Monday 30 April 2007

HAPPY BIRTHDAY TO ME

Now a day, the birthdays come so soon and very often; though it is actually daunting to revel amidst the melee of accumulated friends and foes, who appear meekly and subdued on the special occasions for reasons best known only to them but none else. While, the ritualistic encrypted orgies are exceptionally scary, somberly suffocating and obliquely intruding; I usually find myself, as a pertinent rule, perched atop mounds of quickly scripted encomiums of plasticity and addressing them in nihilistic languages not audible to them.
How often have I buried myself inside the burrows of self denials, honestly I do not know. Yet unwittingly, I have been discovering myself at the neatly made makeshift sacrosanct parties, as the only and one scapegoat, ready for the sumptuous feast; strangely arranged in my own honor. Even though, I would not have cheered on such festivities, I nevertheless have regularly faked happiness for the kind benefit of the unduly expectant and extra cautious proud guests of questionable substances. In turn, they have most readily; let me bask in yearlong non-animus gloomy glories of the unwillingly spent years, as a weighted barter deal.
The unceremonious and unwelcome birthdays are abject realities that one can not fully escape or postpone for a tomorrow for they are like the ugly looking bereavements. I know, the anointments must go on so that a surrendered mummification happens, still on a sneaky tomorrow. The birthdays are only, facades nothing more, I think.
For some compelling urges, we routinely buy stinking cakes, malformed balloons and suspected loyalties at still higher rates, years after years to reinforce and renew our sagging and waning whims in order to exhibit the newfound maturities surreptitiously at the hurriedly assembled birthday bashes, ours and theirs. Perhaps, we like to wear freshly stitched fanciful dresses for a special day. However, the context never changes, for sure.
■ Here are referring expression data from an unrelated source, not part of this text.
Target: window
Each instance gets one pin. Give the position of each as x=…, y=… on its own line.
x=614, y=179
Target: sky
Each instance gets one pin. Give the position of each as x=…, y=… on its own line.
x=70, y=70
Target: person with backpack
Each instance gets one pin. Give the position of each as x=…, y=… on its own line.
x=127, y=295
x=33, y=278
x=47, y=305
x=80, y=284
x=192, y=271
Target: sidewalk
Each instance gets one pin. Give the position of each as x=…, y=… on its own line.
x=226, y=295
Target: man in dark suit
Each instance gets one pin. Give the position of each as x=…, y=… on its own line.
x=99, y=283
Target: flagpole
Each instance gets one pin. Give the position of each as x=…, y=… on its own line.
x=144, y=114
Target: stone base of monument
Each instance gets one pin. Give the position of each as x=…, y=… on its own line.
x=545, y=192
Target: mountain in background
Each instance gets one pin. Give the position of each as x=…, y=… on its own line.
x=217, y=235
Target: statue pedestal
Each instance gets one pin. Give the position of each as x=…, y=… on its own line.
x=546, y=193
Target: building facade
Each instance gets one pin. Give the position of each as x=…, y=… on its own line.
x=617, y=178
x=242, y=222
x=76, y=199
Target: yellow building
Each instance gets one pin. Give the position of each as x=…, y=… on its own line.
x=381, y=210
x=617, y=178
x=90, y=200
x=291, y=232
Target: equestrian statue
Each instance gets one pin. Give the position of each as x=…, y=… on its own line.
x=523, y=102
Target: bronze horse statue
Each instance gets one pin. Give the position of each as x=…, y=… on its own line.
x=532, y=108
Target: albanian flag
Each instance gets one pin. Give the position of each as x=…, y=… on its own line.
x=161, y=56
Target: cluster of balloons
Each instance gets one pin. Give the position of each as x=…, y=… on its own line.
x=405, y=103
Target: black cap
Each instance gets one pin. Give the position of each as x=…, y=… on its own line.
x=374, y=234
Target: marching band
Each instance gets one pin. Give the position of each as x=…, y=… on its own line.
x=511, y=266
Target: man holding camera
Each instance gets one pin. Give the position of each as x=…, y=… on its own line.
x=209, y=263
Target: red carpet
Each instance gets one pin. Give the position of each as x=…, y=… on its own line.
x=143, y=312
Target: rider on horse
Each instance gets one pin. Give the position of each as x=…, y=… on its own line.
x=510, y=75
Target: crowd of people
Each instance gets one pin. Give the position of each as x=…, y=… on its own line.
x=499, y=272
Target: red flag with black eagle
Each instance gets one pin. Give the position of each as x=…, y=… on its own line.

To salvage myself partially, I prefer to spend my times anonymously by hiding the days-after in shame, drawing fresh air in dimly lit dingy rooms in agog and agony, though to no avail. I then come to realize always that the next birthdays are coming yet again and I must reach the decorated vestibules in smelling smiles to receive the surging and competing guests, still again, with dwindling courage.